Today, even the simplest home editing software has a myriad of “bells and whistles”. You can use the “Ken Burns” effect to pan or zoom in and out of photos. You can have dazzling titles and credits not to mention fancy dissolves and fades.
Now I’m not against effects. Don’t get me wrong. I use them myself. Applied judiciously to enhance a story they can be a valuable tool. The problem arises when they’re overused and distract you from the story being told.
I’ve watched many a video ruined by a filmmaker adding endless ramped-up motion to their photos. After a while I want to shout out, “For God’s sake stop with all the motion! I’m getting seasick!” Nothing spells amateurish more than the overuse of visual effects.

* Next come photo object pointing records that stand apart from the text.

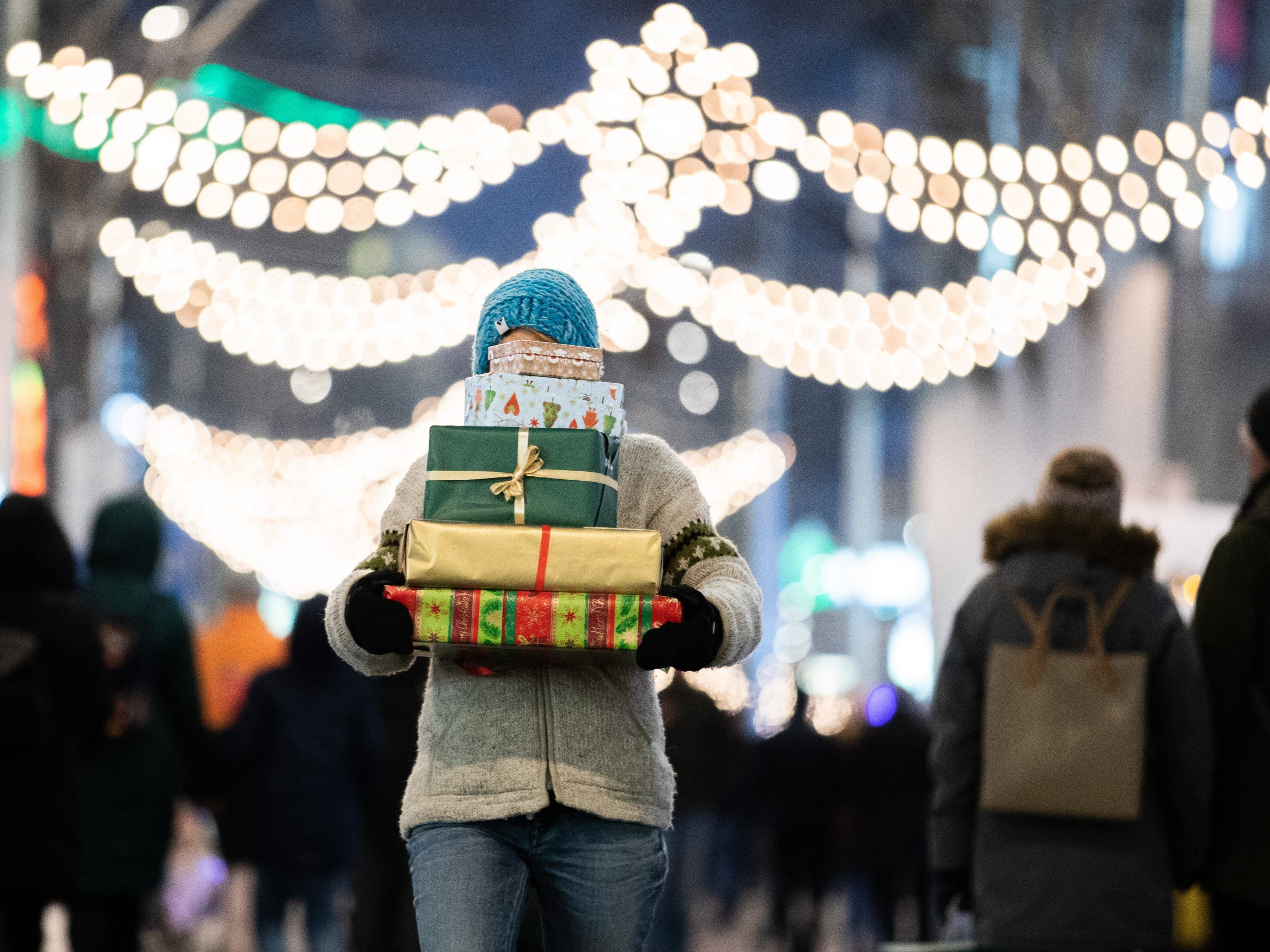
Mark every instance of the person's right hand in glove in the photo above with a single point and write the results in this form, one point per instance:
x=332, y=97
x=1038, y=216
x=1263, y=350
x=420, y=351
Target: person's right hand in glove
x=380, y=626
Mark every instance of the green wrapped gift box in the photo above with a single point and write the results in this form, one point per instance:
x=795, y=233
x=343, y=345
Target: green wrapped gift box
x=522, y=476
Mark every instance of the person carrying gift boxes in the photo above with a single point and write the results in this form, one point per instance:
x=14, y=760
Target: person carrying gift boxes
x=544, y=773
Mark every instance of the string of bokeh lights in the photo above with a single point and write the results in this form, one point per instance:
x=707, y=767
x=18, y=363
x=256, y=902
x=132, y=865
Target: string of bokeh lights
x=281, y=508
x=657, y=160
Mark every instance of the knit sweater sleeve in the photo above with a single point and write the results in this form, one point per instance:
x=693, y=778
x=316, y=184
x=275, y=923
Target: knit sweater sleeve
x=406, y=506
x=658, y=492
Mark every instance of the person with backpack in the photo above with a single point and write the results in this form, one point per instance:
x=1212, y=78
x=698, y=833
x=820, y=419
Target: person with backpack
x=1071, y=755
x=1233, y=626
x=309, y=751
x=155, y=744
x=52, y=706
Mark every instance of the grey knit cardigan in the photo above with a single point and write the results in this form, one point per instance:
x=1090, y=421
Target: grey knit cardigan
x=493, y=747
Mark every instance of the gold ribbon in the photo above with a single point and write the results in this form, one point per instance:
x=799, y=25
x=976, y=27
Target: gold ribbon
x=529, y=463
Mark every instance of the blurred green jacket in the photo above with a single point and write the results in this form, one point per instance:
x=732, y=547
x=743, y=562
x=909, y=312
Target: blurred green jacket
x=155, y=744
x=1233, y=628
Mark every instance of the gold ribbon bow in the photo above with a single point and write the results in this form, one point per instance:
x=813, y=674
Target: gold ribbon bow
x=511, y=487
x=529, y=464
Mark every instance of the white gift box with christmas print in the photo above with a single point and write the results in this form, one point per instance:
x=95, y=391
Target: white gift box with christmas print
x=517, y=400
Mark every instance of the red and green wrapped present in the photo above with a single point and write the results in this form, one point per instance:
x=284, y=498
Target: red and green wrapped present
x=561, y=620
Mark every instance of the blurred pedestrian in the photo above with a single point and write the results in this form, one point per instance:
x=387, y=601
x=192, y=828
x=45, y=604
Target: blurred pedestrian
x=1043, y=881
x=234, y=649
x=797, y=785
x=309, y=749
x=892, y=784
x=705, y=751
x=1231, y=625
x=154, y=747
x=229, y=654
x=52, y=708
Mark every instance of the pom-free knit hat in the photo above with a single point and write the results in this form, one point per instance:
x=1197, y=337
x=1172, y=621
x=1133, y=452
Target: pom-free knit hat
x=1259, y=421
x=543, y=299
x=1083, y=478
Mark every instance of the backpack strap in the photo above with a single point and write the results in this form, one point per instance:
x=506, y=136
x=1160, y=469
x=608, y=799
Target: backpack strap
x=1098, y=620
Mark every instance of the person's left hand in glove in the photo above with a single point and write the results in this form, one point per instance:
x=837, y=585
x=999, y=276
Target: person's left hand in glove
x=688, y=645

Life story videos are not rock videos. Unless of course you’re producing Bryan Adams’s life story. The effects should work with the subject being documented. We don’t need MTV “razzle-dazzle”. What we need are well-edited sequences that tell a compelling story with a beginning, middle, and end. We want to see pathos and joy, gravity and humor. We want, as with a good feature film, to be entertained.
If you’re about to begin editing a video biography, stop! Keep your hands off the effects buttons. Only when you’ve got a strong storyline in place – only then – consider using effects. Think of them as the icing on the cake.
Maybe, if we’re lucky, we can begin a movement back to thoughtful, elegant storytelling. And maybe my ears and eyes will stop bleeding.